An empirical study of smoothing techniques for language modeling

An empirical study of smoothing techniques for language modeling

Abstract

We present an extensive empirical comparison of several smoothing techniques in the domain of language modeling, including those described by Jelinek and Mercer (1980), Katz (1987), and Church and Gale (1991). We investigate for the first time how factors such as training data size, corpus (e.g., Brown versus Wall Street Journal), and n-gram order (bigram versus trigram) affect the relative performance of these methods, which we measure through the cross-entropy of test data. In addition, we introduce two novel smoothing techniques, one a variation of Jelinek-Mercer smoothing and one a very simple linear interpolation technique, both of which outperform existing methods.

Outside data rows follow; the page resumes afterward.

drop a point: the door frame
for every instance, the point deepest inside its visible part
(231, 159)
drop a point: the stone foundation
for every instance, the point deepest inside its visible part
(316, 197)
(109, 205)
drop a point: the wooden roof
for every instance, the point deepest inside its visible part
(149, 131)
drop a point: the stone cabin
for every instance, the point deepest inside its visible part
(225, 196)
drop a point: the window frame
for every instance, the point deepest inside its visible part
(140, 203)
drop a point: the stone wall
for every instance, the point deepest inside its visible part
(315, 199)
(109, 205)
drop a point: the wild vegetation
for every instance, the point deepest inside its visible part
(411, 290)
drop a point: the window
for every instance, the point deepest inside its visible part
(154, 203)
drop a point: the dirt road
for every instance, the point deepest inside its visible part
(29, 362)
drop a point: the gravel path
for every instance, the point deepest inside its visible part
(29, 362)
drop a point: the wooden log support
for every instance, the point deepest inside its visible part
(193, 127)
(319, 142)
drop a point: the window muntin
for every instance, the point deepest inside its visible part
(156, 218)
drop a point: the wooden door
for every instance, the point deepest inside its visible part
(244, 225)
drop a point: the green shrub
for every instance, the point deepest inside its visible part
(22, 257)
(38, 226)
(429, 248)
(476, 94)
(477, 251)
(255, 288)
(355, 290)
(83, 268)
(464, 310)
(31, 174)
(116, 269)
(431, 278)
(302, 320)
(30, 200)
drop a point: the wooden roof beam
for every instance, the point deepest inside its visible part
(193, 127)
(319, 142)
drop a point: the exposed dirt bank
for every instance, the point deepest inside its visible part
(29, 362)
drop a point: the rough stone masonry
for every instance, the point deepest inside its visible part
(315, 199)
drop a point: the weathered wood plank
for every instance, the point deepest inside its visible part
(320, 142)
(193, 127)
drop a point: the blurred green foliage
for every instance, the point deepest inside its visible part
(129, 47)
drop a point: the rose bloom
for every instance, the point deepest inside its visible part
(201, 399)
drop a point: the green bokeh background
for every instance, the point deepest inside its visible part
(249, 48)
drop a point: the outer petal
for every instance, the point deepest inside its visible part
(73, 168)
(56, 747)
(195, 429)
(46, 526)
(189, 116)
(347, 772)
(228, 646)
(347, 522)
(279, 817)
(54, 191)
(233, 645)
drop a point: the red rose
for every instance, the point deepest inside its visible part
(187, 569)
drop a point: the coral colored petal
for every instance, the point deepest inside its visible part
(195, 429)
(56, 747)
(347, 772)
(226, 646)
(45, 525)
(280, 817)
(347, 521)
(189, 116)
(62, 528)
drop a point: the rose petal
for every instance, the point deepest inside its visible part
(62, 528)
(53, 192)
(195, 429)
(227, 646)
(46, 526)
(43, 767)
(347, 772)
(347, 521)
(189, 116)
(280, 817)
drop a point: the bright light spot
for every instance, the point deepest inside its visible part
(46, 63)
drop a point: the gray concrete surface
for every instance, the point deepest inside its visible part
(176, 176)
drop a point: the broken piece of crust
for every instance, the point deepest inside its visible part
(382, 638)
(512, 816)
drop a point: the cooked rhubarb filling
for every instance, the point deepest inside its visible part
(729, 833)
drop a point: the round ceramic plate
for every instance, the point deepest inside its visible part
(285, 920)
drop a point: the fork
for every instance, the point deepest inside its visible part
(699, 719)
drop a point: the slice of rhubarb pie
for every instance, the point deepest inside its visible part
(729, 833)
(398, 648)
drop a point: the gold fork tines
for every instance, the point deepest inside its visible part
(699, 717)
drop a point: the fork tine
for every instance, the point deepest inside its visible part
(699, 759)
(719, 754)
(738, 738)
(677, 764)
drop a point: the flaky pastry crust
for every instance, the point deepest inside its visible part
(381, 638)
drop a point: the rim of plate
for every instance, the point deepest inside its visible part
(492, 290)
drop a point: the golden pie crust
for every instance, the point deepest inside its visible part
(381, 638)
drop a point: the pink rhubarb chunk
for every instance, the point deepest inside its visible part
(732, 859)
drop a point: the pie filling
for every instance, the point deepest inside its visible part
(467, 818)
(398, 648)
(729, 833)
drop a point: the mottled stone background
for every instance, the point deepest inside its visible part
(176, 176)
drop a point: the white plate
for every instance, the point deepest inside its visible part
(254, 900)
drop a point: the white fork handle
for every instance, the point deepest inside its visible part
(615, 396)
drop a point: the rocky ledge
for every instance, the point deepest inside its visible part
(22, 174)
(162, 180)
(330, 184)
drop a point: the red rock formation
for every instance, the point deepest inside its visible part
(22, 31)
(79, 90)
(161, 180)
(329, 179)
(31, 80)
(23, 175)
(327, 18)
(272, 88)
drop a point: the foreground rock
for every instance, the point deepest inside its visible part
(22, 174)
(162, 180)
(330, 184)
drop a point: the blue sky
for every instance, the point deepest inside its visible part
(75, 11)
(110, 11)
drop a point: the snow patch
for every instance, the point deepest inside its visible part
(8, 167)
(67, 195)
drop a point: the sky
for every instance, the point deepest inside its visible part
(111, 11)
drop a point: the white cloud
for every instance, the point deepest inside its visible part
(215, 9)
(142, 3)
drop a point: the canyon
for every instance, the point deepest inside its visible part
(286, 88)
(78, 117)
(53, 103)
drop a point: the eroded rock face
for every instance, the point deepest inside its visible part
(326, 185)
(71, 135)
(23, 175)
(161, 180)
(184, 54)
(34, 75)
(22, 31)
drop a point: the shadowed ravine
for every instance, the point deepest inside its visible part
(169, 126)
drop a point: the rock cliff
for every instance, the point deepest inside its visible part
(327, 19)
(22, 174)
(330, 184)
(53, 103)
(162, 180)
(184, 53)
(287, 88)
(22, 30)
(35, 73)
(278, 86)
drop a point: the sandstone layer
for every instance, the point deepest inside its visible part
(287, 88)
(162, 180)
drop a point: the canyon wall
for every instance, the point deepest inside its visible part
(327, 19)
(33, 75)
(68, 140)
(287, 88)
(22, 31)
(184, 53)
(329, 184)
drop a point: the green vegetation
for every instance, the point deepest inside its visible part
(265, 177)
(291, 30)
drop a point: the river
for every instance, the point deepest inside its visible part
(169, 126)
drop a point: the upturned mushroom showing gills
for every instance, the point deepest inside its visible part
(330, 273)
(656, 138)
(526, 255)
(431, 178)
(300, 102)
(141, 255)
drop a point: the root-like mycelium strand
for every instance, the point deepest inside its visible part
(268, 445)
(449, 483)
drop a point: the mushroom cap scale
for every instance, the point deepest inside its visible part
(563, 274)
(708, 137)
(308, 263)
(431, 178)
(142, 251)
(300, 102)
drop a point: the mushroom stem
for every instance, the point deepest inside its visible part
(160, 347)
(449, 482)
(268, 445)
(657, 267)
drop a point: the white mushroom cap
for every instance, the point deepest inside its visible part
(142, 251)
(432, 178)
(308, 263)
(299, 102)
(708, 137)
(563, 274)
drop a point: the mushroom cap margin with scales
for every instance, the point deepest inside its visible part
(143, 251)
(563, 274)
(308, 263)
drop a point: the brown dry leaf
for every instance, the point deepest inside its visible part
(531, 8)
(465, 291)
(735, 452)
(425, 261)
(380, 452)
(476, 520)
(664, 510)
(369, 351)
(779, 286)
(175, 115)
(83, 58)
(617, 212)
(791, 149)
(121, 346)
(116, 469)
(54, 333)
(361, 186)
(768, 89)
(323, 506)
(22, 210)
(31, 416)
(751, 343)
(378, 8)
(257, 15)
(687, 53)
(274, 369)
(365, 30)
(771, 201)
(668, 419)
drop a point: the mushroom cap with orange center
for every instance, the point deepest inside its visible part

https://dl.acm.org/doi/pdf/10.3115/981863.981904

This paper is about helping computers guess the next word in a sentence. Sometimes, computers don’t know what word comes next because they haven’t seen it enough before. To help them, people use special tricks called "smoothing." This study looks at different smoothing tricks and tests them to see which ones work best. It also checks if things like how much practice the computer gets, the kind of writing (like stories or news), and if the computer looks at two words or three words at a time make a difference.

Here’s what they found:

Some tricks work better depending on the kind of writing or how much practice the computer gets.

More practice usually helps the computer guess better.

The researchers also made two new tricks:

  • A better version of an old trick.

  • A very simple trick that mixes things together.

Both new tricks worked better than the old ones, making the computer better at guessing words. This study helps us know which tricks to use and gives us new ways to make computers smarter at understanding words.